On September 22, Chilean President Michelle Bachelet paid a visit to the American University Museum at the Katzen Arts Center to dedicate a mural that symbolized painful events in Chilean history — events that reached all the way to American University.
The mural, Todas Las Manos, was unveiled by Chilean artist Francisco Letelier in the museum’s sculpture garden and depicts experiences from his own life with the Augusto Pinochet regime of Chile. One particular panel holds special reverence for him: it depicts a memorial for his father Ambassador Orlando Letelier.
Ambassador Letelier was killed in a car bomb in Sheridan Circle in 1976. The bomb was planted by the Pinochet regime because Letelier had spoken out against the regime’s brutal tactics. The death also affected the American University family as Letelier served on the AU faculty while he lived in Washington. “I was working in Washington at the time and I remember the assassination vividly,” said Katzen Museum Director Jack Rasmussen. “It’s just a powerful thing to be able to bring Todas Las Manos here.”
The ambassador’s son is no stranger to delving into controversial art topics. He has previously created works related to the Palestinian, Northern Irish, and other Latin American conflicts. For this particular mural, Letelier partnered with students at the Latin American Youth Center, a charity supported by his father while living in Washington.

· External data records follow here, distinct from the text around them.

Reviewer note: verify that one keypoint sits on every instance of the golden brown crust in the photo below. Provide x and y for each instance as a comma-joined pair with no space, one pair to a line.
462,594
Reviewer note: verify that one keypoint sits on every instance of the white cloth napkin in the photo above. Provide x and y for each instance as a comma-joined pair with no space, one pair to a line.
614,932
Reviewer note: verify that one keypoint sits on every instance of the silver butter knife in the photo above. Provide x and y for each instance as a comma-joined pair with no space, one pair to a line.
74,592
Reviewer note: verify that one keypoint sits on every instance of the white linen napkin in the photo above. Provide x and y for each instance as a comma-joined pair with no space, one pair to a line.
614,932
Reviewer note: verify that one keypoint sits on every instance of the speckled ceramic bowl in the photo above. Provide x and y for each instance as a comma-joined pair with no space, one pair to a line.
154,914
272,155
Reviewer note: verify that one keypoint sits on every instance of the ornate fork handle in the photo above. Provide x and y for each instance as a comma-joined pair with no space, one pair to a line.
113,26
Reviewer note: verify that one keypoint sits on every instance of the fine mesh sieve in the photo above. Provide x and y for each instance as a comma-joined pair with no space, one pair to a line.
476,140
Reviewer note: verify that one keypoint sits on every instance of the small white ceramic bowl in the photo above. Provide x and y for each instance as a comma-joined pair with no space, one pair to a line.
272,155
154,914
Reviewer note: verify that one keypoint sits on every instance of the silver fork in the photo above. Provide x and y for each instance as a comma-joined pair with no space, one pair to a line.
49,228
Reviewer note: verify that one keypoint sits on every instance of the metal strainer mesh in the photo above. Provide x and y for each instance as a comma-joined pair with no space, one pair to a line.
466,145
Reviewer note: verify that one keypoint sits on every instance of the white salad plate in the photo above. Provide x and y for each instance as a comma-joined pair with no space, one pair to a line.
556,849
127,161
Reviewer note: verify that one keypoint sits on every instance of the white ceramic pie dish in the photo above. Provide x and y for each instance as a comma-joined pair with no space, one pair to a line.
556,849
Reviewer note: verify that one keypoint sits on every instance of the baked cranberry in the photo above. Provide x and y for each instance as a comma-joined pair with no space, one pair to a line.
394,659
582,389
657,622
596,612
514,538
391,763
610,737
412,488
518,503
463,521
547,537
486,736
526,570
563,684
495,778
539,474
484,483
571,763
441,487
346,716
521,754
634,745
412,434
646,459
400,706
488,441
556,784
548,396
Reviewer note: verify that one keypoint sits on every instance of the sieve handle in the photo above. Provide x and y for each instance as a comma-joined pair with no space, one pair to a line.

Katzen’s sculpture garden was filled with 200 VIPs, including representatives of the Chilean Embassy and staff from the Latin American Youth Center. President Bachelet’s comments recalled the troubled past of her nation while embracing the future, especially amongst those who have been underrepresented in the past. Bachelet herself has a connection to the troubled past — both her parents were political prisoners of the Pinochet regime.